Southern California water policy is looking like a game of speed chess right now. Amid the moves to supplement its Colorado River flow with extra water from Las Vegas and Imperial (agenda pdf), Met’s board also is considering spending money on cleaning up and reusing more of the sewage effluent Southern California currently dumps in the ocean. Here’s Matt Stevens’ take:
The Metropolitan Water District of Southern California is in talks with Los Angeles County sanitation districts about developing what could be one of the largest recycled water programs in the world.
In a committee meeting Monday, the agency’s staff presented the framework of a plan to purify and reuse as much as 168,000 acre-feet of water a year – enough to serve about twice that number of households for a year.

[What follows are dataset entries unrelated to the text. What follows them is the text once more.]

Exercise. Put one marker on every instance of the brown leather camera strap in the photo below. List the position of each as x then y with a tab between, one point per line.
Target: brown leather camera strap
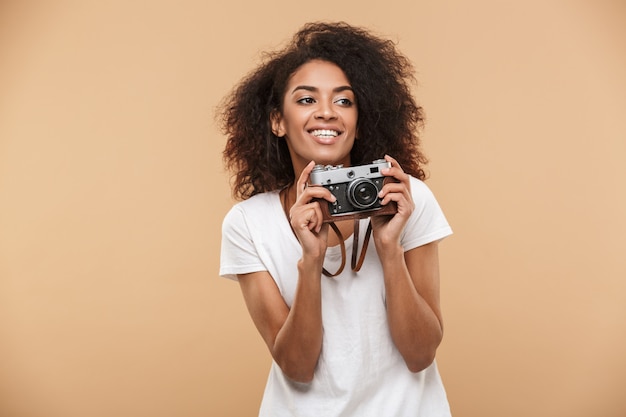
342	245
355	264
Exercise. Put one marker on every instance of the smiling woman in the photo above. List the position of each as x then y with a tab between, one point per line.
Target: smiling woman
319	116
364	341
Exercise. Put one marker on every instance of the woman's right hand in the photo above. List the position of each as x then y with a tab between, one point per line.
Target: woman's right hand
306	217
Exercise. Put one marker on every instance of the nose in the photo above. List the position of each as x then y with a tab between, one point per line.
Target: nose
325	111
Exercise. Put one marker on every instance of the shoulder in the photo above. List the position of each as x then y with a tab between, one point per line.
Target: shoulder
420	191
258	206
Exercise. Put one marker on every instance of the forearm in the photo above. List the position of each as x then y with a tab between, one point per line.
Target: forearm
299	342
415	328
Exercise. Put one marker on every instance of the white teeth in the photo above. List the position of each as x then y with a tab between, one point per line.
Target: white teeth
325	132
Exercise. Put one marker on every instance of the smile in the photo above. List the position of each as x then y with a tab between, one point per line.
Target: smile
325	133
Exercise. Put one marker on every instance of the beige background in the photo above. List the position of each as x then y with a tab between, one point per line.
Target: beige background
112	194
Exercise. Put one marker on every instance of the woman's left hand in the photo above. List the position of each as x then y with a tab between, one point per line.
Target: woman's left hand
387	229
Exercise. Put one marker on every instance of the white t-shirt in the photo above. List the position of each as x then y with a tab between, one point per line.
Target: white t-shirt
360	372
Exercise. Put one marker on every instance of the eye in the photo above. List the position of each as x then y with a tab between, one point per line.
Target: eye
306	100
346	102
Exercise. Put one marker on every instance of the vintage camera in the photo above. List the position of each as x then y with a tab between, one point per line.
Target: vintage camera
356	189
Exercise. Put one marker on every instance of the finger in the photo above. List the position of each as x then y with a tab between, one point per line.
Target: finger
304	178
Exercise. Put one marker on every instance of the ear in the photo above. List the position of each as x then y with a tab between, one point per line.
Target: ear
276	120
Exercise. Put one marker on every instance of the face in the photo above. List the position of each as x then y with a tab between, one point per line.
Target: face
319	116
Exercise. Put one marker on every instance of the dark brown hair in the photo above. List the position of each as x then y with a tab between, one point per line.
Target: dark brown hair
389	118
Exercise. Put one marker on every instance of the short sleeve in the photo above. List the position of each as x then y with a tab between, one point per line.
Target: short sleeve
427	222
239	254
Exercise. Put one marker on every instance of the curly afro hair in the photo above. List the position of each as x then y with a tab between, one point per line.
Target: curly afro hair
389	118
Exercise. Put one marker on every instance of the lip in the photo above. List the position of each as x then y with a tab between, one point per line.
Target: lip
329	140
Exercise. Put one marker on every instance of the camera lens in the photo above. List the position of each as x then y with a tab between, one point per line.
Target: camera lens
362	193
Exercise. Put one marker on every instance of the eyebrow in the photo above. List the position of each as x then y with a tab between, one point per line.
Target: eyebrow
315	89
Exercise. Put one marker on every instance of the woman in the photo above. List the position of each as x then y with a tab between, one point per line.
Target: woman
361	343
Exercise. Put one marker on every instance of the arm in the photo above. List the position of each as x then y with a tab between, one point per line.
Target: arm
411	279
294	335
413	311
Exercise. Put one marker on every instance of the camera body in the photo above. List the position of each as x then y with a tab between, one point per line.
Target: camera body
356	189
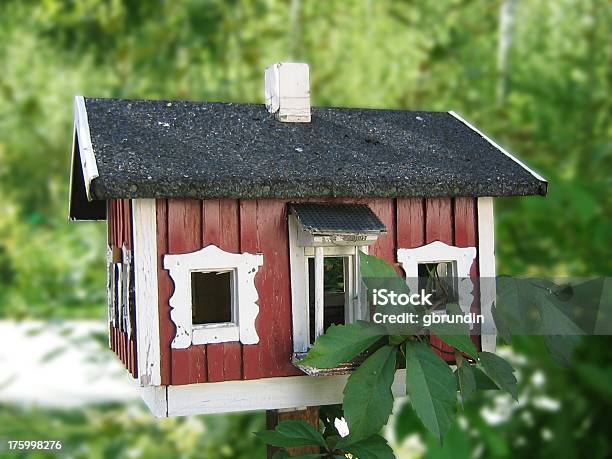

Doing so would require MWD to build a treatment plant and delivery facilities and comply with various environmental regulations. Officials say similar projects have cost about $1 billion.
Sewage recycling a shift?
Stevens and one of the board members he quotes call this a shift away from water importation for Met, but I’d argue that shift has been underway for nearly 20 years, since the development of Met’s “Integrated Resources Plan” in the mid-1990s. It was the IRP’s emphasis on more reuse, conjunctive groundwater management, and similar measures that positioned Met to successfully cope with the 2003 Department of the Interior decision to slash the agency’s Colorado River Aqueduct supplies. (Buy my book! As soon as I finish writing it! I’m almost done!)
But Southern California still dumps a lot of treated effluent into the ocean, so this option still leaves the region more room yet to move on the recycling front.
Met can just look to the remarkable success of one of its own member agencies — the Orange County Water District — in implementing the Groundwater Replenishment System.
While it’s been years since I was active in California water issues, my recollection was that historically Met was reluctant to get into recharge, leaving that issue to its member agencies, both for legal and financing reasons. Both the Central and West Basins are adjudicated and recharge of those basins is vested in the Water Replenishment District of Southern California (WRD), a separate legal entity. And, as the article points out, San Diego is likely to object to paying for recharge that benefits the LA area.
So while Met may provide some leadership in this area, I expect that the plans will ultimately have to be approved and financed by the relevant member agencies.